Since 1997, with the introduction of problem-based learning, the Li Ka Shing Faculty of Medicine has been at the forefront of medical education reform. Today, advances in biomedical sciences, particularly genetics, together with the development of personalised medicine and stem-cell therapies are fundamentally changing the scope and perspectives of medical education and the practice of medicine.
Engaging with these new developments and in line with the University's emphasis on innovation, the Centre is working through a dedicated Task Force in Medical Humanities with the aim of establishing a Medical Humanities syllabus as an integral part of the undergraduate medical curriculum within the Li Ka Shing Faculty of Medicine, in addition to formulating Humanities Common Core Curriculum modules by 2012 linked to a University-wide curriculum reform.
The Centre is committed to promoting the cross-listing of humanities modules into the clinical curriculum, and seeks to foster a closer interrelationship between teachers in medicine and the humanities including history, literature, philosophy, sociology, the visual arts, music, religious studies, ethics and the law.
Understanding and alleviating the suffering of patients with chronic illnesses and incurable diseases is often seen as a lower priority compared to the quest for goals such as curing cancer, delaying ageing or reversing neurodegenerative disorders. Given the stressful situations and conditions which healthcare professionals work under, the Medical Humanities programme seeks to empower doctors and nurses with skills to better look after themselves, both physically and mentally. Taken together, the new programme will underscore the importance of human and humane aspects of medical practice which are crucial if medicine and healthcare are to successfully reap the benefits of science and technology.
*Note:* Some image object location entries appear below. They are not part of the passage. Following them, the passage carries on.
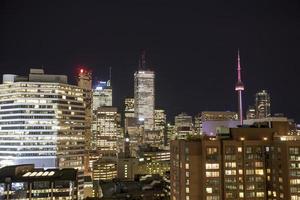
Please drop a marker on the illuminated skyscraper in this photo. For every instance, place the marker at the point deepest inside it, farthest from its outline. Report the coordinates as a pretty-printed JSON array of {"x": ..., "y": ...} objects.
[
  {"x": 262, "y": 104},
  {"x": 84, "y": 81},
  {"x": 251, "y": 113},
  {"x": 239, "y": 87},
  {"x": 183, "y": 125},
  {"x": 129, "y": 107},
  {"x": 102, "y": 94},
  {"x": 159, "y": 119},
  {"x": 42, "y": 121},
  {"x": 144, "y": 95}
]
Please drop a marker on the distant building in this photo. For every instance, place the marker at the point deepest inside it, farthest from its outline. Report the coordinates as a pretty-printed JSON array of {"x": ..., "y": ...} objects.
[
  {"x": 144, "y": 95},
  {"x": 183, "y": 125},
  {"x": 27, "y": 182},
  {"x": 102, "y": 94},
  {"x": 262, "y": 104},
  {"x": 197, "y": 124},
  {"x": 160, "y": 119},
  {"x": 84, "y": 81},
  {"x": 153, "y": 160},
  {"x": 42, "y": 121},
  {"x": 251, "y": 113},
  {"x": 211, "y": 120},
  {"x": 105, "y": 129},
  {"x": 129, "y": 107},
  {"x": 254, "y": 163},
  {"x": 105, "y": 169}
]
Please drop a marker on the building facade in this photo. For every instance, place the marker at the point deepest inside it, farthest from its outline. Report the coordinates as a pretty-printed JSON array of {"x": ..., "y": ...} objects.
[
  {"x": 183, "y": 125},
  {"x": 105, "y": 129},
  {"x": 144, "y": 97},
  {"x": 254, "y": 163},
  {"x": 42, "y": 121},
  {"x": 102, "y": 94}
]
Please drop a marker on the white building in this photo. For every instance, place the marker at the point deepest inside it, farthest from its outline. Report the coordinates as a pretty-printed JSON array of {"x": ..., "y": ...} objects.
[
  {"x": 102, "y": 95},
  {"x": 41, "y": 121},
  {"x": 144, "y": 97}
]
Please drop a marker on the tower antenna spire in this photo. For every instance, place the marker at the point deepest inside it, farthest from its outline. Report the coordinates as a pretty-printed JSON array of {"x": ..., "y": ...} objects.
[
  {"x": 142, "y": 61},
  {"x": 239, "y": 87},
  {"x": 110, "y": 73}
]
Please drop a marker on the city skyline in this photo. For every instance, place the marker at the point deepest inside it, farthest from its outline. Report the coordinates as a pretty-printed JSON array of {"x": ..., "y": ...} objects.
[{"x": 193, "y": 53}]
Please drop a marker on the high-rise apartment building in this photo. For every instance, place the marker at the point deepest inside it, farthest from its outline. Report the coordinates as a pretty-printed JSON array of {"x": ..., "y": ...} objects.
[
  {"x": 144, "y": 95},
  {"x": 253, "y": 163},
  {"x": 42, "y": 121},
  {"x": 211, "y": 120},
  {"x": 102, "y": 94},
  {"x": 262, "y": 104}
]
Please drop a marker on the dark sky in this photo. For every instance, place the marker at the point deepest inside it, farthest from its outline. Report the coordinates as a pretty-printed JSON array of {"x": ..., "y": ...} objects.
[{"x": 191, "y": 46}]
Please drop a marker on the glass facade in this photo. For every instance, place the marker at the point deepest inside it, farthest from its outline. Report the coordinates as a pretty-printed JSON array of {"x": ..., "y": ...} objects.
[{"x": 42, "y": 123}]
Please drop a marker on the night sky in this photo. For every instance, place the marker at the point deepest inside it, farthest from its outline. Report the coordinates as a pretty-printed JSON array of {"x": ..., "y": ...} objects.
[{"x": 191, "y": 46}]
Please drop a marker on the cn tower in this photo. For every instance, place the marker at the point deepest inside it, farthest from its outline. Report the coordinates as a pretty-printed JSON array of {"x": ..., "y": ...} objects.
[{"x": 239, "y": 87}]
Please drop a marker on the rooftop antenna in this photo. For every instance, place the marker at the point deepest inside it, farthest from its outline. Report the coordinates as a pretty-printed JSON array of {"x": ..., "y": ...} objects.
[
  {"x": 110, "y": 76},
  {"x": 239, "y": 87},
  {"x": 142, "y": 60}
]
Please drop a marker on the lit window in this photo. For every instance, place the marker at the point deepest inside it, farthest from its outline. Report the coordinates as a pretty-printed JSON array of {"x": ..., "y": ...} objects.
[
  {"x": 241, "y": 195},
  {"x": 187, "y": 166},
  {"x": 209, "y": 190}
]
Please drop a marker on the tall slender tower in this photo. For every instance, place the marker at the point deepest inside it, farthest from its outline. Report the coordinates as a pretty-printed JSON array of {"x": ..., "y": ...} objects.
[
  {"x": 239, "y": 87},
  {"x": 144, "y": 94}
]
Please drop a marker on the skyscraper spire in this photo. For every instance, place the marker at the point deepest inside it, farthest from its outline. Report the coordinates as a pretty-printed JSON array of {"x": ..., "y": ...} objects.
[
  {"x": 239, "y": 87},
  {"x": 142, "y": 63}
]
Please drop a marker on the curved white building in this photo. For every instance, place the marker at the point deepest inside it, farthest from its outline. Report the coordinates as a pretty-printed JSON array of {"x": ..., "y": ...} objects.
[{"x": 41, "y": 121}]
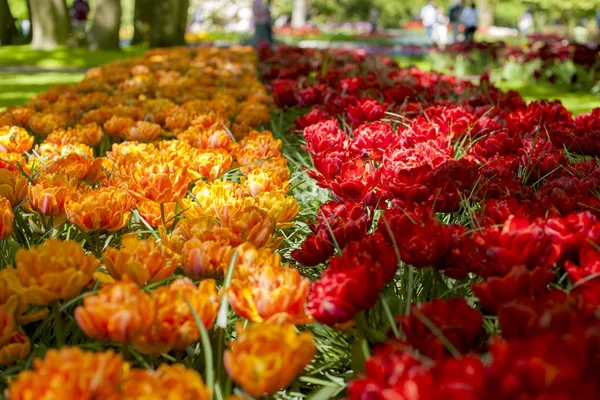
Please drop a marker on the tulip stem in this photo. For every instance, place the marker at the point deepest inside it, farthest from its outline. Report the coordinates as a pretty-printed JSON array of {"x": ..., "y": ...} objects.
[
  {"x": 59, "y": 324},
  {"x": 162, "y": 215},
  {"x": 209, "y": 374},
  {"x": 125, "y": 351}
]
The aim is to ensure that students are sensitized to the experiences of patients and are able to meet the expectations and demands of society, as well as being taught to the highest ethical and professional standards.
As part of the Frontiers in Medical Health Sciences Education series sponsored by the Li Ka Shing Faculty of Medicine, Prof LC Chan, who chairs the Centre's Task force in Medical Humanities, was responsible for organizing the international conference Making Doctors Human, 11-13 December 2008.
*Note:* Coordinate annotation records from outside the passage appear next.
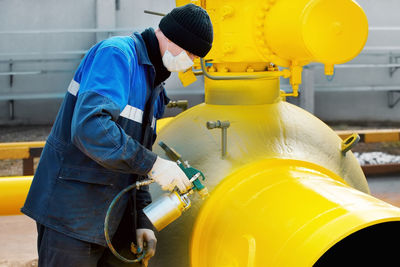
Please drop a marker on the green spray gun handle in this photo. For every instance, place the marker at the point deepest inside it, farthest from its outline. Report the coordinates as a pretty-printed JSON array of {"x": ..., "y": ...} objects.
[{"x": 192, "y": 174}]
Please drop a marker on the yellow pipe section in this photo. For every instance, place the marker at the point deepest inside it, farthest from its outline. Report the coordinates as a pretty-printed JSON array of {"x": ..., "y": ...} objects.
[
  {"x": 278, "y": 212},
  {"x": 18, "y": 150},
  {"x": 13, "y": 192}
]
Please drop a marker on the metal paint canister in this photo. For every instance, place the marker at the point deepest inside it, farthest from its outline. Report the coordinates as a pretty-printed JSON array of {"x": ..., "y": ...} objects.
[{"x": 166, "y": 209}]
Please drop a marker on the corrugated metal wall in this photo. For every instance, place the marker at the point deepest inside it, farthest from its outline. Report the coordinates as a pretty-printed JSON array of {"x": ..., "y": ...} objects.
[{"x": 42, "y": 41}]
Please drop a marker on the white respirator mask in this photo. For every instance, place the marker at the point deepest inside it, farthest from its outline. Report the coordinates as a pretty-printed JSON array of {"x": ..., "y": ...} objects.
[{"x": 176, "y": 63}]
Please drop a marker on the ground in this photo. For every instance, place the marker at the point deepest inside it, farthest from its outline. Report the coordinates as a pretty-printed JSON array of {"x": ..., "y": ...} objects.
[{"x": 18, "y": 233}]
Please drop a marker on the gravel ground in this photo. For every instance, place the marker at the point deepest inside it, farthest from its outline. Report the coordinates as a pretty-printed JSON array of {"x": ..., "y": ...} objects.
[{"x": 18, "y": 233}]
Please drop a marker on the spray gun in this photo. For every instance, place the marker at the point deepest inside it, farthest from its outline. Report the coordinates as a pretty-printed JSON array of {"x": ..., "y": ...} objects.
[{"x": 167, "y": 208}]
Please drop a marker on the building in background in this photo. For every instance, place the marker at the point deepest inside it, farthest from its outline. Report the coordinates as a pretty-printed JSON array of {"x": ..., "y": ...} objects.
[{"x": 42, "y": 43}]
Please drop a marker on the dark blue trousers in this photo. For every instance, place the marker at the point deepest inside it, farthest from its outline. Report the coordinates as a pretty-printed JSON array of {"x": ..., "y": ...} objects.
[{"x": 56, "y": 249}]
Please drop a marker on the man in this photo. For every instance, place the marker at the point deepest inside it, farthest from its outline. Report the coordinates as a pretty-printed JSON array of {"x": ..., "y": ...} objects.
[{"x": 101, "y": 142}]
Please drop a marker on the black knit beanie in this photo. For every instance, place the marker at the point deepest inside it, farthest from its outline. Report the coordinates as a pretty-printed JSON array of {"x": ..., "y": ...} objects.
[{"x": 189, "y": 27}]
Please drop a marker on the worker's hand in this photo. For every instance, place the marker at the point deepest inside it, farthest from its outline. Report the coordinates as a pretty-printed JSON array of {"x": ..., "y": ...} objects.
[
  {"x": 168, "y": 174},
  {"x": 146, "y": 238}
]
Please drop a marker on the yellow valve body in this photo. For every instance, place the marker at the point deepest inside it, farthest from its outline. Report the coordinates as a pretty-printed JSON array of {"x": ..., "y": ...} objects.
[{"x": 250, "y": 35}]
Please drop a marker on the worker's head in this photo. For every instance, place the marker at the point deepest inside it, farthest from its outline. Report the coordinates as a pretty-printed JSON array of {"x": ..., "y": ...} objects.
[{"x": 184, "y": 34}]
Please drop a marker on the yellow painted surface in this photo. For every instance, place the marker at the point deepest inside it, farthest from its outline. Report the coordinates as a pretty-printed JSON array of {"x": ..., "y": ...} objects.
[
  {"x": 374, "y": 135},
  {"x": 18, "y": 150},
  {"x": 13, "y": 192},
  {"x": 381, "y": 137},
  {"x": 278, "y": 212},
  {"x": 163, "y": 122},
  {"x": 248, "y": 36}
]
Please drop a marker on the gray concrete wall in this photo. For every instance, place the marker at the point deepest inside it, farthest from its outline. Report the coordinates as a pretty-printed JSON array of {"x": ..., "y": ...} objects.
[
  {"x": 347, "y": 97},
  {"x": 360, "y": 94}
]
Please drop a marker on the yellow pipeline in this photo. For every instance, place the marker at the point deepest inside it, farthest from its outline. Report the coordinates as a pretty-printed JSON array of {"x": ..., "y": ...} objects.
[
  {"x": 13, "y": 192},
  {"x": 278, "y": 212},
  {"x": 250, "y": 35}
]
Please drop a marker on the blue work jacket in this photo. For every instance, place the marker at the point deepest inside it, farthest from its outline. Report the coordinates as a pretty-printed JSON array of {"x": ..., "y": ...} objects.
[{"x": 97, "y": 145}]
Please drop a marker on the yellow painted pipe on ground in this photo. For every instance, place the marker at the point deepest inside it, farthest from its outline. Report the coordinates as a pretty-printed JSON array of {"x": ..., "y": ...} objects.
[
  {"x": 279, "y": 212},
  {"x": 13, "y": 191}
]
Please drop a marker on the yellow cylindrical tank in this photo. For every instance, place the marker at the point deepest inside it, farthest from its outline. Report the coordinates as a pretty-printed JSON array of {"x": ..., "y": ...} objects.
[{"x": 278, "y": 212}]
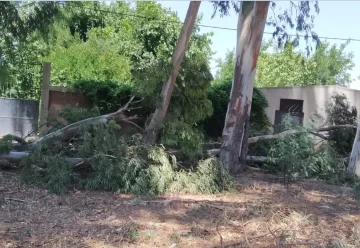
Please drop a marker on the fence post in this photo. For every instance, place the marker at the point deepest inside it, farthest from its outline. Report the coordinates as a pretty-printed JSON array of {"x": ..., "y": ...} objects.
[{"x": 45, "y": 87}]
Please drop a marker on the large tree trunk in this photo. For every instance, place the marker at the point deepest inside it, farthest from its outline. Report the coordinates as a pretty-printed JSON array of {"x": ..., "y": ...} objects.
[
  {"x": 245, "y": 146},
  {"x": 168, "y": 86},
  {"x": 354, "y": 164},
  {"x": 251, "y": 24}
]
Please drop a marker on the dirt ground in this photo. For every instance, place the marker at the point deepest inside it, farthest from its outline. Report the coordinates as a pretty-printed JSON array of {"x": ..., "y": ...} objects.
[{"x": 261, "y": 213}]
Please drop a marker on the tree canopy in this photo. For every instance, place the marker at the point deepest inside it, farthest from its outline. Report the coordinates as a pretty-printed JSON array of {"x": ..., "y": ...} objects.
[{"x": 286, "y": 66}]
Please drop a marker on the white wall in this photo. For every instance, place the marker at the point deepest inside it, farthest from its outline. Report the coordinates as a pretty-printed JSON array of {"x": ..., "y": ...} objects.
[{"x": 314, "y": 97}]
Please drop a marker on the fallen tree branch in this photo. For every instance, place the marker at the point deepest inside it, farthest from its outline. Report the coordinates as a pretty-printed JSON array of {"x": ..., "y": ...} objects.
[
  {"x": 16, "y": 157},
  {"x": 290, "y": 132},
  {"x": 17, "y": 139},
  {"x": 73, "y": 129}
]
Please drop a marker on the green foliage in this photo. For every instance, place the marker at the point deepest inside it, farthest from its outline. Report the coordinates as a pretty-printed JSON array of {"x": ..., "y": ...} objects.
[
  {"x": 6, "y": 144},
  {"x": 284, "y": 66},
  {"x": 219, "y": 94},
  {"x": 73, "y": 115},
  {"x": 287, "y": 67},
  {"x": 119, "y": 163},
  {"x": 19, "y": 67},
  {"x": 108, "y": 96},
  {"x": 299, "y": 15},
  {"x": 95, "y": 59},
  {"x": 296, "y": 157},
  {"x": 339, "y": 112}
]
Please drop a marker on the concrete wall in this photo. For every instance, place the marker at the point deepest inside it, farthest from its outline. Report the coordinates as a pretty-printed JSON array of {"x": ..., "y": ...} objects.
[
  {"x": 18, "y": 117},
  {"x": 314, "y": 97},
  {"x": 60, "y": 97}
]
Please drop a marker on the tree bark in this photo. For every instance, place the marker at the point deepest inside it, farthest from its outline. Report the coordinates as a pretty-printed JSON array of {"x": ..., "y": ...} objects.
[
  {"x": 354, "y": 164},
  {"x": 168, "y": 86},
  {"x": 73, "y": 129},
  {"x": 244, "y": 147},
  {"x": 251, "y": 24}
]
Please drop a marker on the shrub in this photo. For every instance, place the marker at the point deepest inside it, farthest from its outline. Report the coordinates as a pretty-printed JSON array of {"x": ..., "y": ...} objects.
[
  {"x": 219, "y": 94},
  {"x": 295, "y": 157},
  {"x": 6, "y": 144},
  {"x": 108, "y": 96},
  {"x": 119, "y": 163},
  {"x": 339, "y": 112}
]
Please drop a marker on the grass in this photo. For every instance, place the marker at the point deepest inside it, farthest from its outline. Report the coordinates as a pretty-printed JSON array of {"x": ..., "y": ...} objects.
[{"x": 261, "y": 213}]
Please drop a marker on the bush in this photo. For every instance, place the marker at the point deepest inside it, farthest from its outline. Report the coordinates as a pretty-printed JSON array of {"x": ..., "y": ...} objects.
[
  {"x": 108, "y": 96},
  {"x": 219, "y": 94},
  {"x": 295, "y": 157},
  {"x": 339, "y": 112},
  {"x": 119, "y": 163}
]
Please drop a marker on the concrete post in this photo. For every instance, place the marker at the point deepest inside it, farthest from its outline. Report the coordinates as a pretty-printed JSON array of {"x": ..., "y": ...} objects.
[{"x": 44, "y": 107}]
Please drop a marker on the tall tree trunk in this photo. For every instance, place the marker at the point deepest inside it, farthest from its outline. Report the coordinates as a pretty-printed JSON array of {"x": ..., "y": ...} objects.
[
  {"x": 244, "y": 147},
  {"x": 168, "y": 86},
  {"x": 354, "y": 164},
  {"x": 251, "y": 24}
]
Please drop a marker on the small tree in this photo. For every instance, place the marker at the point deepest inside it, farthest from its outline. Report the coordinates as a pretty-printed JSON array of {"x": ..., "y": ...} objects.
[
  {"x": 168, "y": 86},
  {"x": 340, "y": 112},
  {"x": 251, "y": 24}
]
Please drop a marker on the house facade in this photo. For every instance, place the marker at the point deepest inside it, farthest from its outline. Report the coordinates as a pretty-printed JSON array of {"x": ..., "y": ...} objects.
[{"x": 303, "y": 101}]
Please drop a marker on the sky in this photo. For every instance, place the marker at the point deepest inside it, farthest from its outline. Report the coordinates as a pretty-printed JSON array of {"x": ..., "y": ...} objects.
[{"x": 336, "y": 19}]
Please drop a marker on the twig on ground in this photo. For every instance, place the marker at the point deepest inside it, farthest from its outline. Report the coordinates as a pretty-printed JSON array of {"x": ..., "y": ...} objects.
[
  {"x": 17, "y": 200},
  {"x": 276, "y": 238},
  {"x": 243, "y": 226},
  {"x": 221, "y": 240}
]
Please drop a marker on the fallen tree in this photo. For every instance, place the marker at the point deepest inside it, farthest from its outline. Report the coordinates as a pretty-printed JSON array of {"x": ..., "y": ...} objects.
[
  {"x": 22, "y": 149},
  {"x": 315, "y": 132},
  {"x": 70, "y": 131}
]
Medical Humanities in LKS Faculty of Medicine - New Initiatives in Teaching and Learning
- (Task force in Medical Humanities) A taste of Mindfulness was held on 18 and 26 April 2011
- (Task force in Medical Humanities) Theme of Illness, suffering and wellbeing: doctor and patient narratives on 8 April 2011
- (Task force in Medical Humanities) Free Life Flies - The Art and Science of Bereavement: adjustment after death by Dr Amy Chow on 29 March 2011
- (Task force in Medical Humanities) Life Keeper - Arrangement after death: paying tribute and celebrating the life of the deceased on 21 March 2011
- (Task force in Medical Humanities) Life Horizon - The Dying Process: from end-of-life issues to doing no harm and keeping comfortable with dignity on 3 March 2011
- (Task force in Medical Humanities) Theme: Illness, suffering and wellbeing - doctor and patient narratives on 10 January 2011 (2nd film)
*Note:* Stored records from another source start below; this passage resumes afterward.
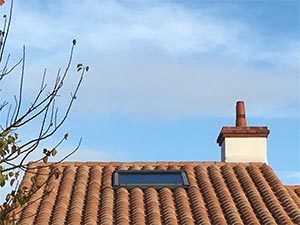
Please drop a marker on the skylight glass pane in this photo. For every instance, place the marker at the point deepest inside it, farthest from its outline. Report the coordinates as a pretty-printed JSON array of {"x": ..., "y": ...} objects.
[{"x": 145, "y": 178}]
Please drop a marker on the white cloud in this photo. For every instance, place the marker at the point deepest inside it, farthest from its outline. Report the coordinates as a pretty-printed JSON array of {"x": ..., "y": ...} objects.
[{"x": 161, "y": 59}]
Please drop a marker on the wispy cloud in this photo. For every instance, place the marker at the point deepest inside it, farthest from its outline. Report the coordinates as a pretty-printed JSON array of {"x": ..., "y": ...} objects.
[{"x": 162, "y": 58}]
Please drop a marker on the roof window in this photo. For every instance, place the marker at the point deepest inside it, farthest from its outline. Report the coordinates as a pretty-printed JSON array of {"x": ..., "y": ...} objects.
[{"x": 150, "y": 178}]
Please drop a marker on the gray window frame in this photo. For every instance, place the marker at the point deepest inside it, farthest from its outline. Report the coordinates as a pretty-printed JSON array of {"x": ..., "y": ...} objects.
[{"x": 184, "y": 184}]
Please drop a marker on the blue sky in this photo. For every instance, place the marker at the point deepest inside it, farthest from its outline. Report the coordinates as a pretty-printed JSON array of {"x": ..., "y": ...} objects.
[{"x": 165, "y": 75}]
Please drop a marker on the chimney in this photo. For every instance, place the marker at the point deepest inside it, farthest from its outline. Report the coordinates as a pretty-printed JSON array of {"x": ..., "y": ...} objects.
[{"x": 242, "y": 143}]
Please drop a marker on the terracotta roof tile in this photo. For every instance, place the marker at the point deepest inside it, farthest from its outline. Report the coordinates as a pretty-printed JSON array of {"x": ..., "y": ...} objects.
[{"x": 218, "y": 193}]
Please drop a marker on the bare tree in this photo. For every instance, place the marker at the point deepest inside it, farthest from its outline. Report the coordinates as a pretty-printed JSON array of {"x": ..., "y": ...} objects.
[{"x": 43, "y": 110}]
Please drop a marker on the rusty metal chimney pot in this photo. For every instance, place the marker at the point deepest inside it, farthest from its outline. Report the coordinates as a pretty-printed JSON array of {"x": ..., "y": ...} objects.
[{"x": 240, "y": 115}]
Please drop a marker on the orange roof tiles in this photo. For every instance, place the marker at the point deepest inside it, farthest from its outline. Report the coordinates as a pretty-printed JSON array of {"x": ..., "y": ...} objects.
[{"x": 218, "y": 193}]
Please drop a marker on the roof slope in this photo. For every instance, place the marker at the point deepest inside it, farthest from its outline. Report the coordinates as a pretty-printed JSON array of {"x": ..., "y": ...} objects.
[{"x": 219, "y": 193}]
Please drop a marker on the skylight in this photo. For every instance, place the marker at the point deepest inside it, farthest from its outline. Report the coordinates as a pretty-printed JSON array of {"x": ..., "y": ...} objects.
[{"x": 150, "y": 178}]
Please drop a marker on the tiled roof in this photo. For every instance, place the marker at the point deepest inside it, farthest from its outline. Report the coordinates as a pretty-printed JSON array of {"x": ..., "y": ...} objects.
[{"x": 218, "y": 193}]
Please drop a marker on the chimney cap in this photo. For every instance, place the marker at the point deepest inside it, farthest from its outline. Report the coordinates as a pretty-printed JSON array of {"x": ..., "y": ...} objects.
[
  {"x": 241, "y": 129},
  {"x": 240, "y": 120}
]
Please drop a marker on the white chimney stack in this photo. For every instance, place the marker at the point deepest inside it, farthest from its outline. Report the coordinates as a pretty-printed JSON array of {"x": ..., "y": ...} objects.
[{"x": 242, "y": 143}]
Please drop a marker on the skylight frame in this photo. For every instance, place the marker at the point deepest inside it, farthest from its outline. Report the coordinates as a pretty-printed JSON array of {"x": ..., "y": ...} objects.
[{"x": 182, "y": 173}]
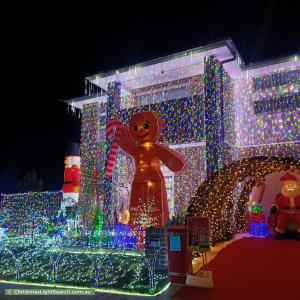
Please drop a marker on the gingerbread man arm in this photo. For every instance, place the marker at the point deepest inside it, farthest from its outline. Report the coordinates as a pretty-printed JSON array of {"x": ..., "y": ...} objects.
[
  {"x": 173, "y": 160},
  {"x": 126, "y": 142}
]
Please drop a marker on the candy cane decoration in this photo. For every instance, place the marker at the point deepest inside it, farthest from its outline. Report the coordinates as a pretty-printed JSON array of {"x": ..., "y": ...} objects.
[{"x": 113, "y": 131}]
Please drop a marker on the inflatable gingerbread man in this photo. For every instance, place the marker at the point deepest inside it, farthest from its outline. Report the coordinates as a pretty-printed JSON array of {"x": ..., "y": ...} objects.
[
  {"x": 287, "y": 205},
  {"x": 148, "y": 186}
]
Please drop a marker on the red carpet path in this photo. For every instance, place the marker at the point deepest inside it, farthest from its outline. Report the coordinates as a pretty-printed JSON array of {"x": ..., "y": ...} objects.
[{"x": 255, "y": 269}]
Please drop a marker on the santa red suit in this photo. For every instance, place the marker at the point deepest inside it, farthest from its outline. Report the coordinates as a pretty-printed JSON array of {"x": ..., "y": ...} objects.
[
  {"x": 71, "y": 179},
  {"x": 288, "y": 204}
]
- A symposium on Body Films: New Approaches to Medicine and Film was held on 12 July 2010.
Development Fund for Medical Humanities
The Development Fund for Medical Humanities (DFMH) is a matching appeal initiated by a donation from Professor SP Chow with an aim to encourage graduates and friends of the Faculty to support initiatives in medical arts and humanities. The campaign, launched in September 2009, has so far attracted over HK$1 million in donations.